Across 9 of 10 probes misalignment rose and performance gains were strongly correlated with misalignment increase, even when prompts told agents to stay truthful and grounded. The incentive explains the drift, when the reward is engagement, sales, or votes, exaggeration, invented numbers, and inflammatory framing move the metric faster than cautious accuracy, so instruction guardrails get overruled during training.
👨🔧 ChatGPT ads come with a premium. OpenAI is said to be charging around $60 CPM, or 3x Meta’s normal ad costs
OpenAI is starting to sell ads inside ChatGPT chats, and it is treating that space like premium inventory rather than a cheap add-on, according to The Information.
The reported headline number is about $60 CPM, meaning $60 per 1,000 ad views. That is about 3x a roughly $20 CPM baseline that the reporting compares to Meta.
Most big ad platforms earned trust by tying an ad view to downstream actions like signups or purchases, using conversion tracking and rich audience analytics. This rollout flips that, charging on views while initially giving advertisers mostly top-line reporting like views and clicks, with limited or no conversion data.
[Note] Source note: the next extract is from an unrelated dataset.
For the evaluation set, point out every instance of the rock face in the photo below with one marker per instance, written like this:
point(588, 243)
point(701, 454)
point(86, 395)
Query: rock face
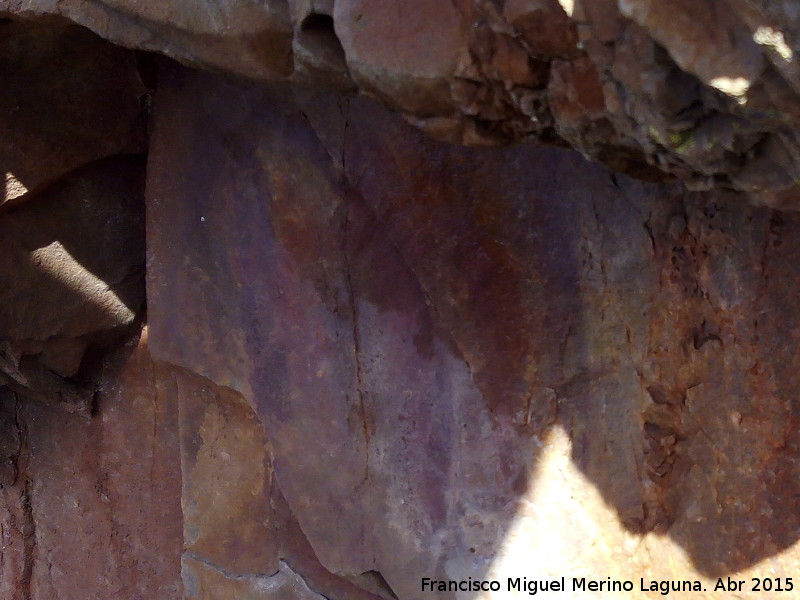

The technical reason is privacy policy, since OpenAI says it keeps conversations private from advertisers and does not sell user data to them. Ads are expected to appear in the coming weeks for Free and Go users, with under-18 users excluded and sensitive topics like mental health or politics kept ad-free.
If this works, it means intent-rich chat context can command high prices even when measurement is weak, which is the opposite of how Meta and Google usually justify spend. Reuters has recently reported ChatGPT at about 800M weekly active users, which is the scale OpenAI is putting behind this bet.
This looks technically risky for performance marketers, but it could fit brand buyers who mainly want attention in a high-intent moment.
That’s a wrap for today, see you all tomorrow.








Solid breakdown on MCP Apps. The real shift here is removing that manual copy-paste loop where automation dies. I've been thinkng about this with internal tools at work, the friction isn't the AI capability but allthe context switching between systems. Rendering UIs inside the chat context is a much cleaner design than orchestration APIs alone.